Ramazan ayı boyunca fiziksel aktivite de genellikle belirgin bir şekilde sınırlanmaktadır ve bu durum mutlaka kontrol edilmelidir. Beslenme içeriği kalori düzeyi aynı kalsa bile fiziksel aktivitedeki azalma kilo alımıyla sonuçlanabilir. Egzersizler, akşam yemeğinden sonra veya sabah yemekten önce rahatlıkla yapılabilir. Yürümek veya bisiklete binme gibi aerobik egzersizler tercih edilir ve özellikle namazlarda yer alan fiziksel zorunlulukta da faydalı katkıda bulunabilir.Peki hangi kalp hastalarının oruç tutmaları sakıncalıdır?

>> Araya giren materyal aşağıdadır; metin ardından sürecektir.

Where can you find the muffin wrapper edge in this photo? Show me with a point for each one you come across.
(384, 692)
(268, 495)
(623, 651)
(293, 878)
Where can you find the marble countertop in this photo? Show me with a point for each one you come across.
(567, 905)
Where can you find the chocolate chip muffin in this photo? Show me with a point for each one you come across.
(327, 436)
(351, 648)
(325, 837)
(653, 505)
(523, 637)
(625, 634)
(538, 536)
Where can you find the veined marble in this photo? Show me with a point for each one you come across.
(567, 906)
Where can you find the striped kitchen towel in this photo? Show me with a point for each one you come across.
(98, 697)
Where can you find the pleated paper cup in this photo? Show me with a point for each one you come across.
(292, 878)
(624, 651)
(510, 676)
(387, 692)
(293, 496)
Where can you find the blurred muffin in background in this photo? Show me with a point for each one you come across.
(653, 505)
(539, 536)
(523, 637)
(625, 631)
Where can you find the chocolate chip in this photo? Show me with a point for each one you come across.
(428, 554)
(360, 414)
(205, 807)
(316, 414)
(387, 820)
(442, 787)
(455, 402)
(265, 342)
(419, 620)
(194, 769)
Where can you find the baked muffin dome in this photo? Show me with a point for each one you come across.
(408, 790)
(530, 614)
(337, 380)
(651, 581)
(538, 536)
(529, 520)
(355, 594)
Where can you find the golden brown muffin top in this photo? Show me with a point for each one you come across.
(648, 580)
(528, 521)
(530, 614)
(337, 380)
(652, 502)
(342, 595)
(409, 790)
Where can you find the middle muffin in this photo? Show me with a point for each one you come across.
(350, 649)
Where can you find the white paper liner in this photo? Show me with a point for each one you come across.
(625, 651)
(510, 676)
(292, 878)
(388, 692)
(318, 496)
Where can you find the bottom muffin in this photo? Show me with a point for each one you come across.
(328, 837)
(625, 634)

- Son 1 yıl içinde yeni kalp krizi geçirenler,
- Kalp hastalığına bağlı kontrol altına alınamayan şikayeti olanlar,
- Çoklu ilaç kullanımını gerektiren kalp yetersizliği olanlar,
- Kontrolsüz hipertansiyonu olan hastalar,
- Bypass ameliyatı olmuş, kalp yetersizliği nedeniyle hastaneye yatıp çıkmış hastalar,
- Kalp kapak protezi ya da artmış inme riski nedeniyle kan sulandırıcı ilaç kullananların oruç tutmaları önerilmez.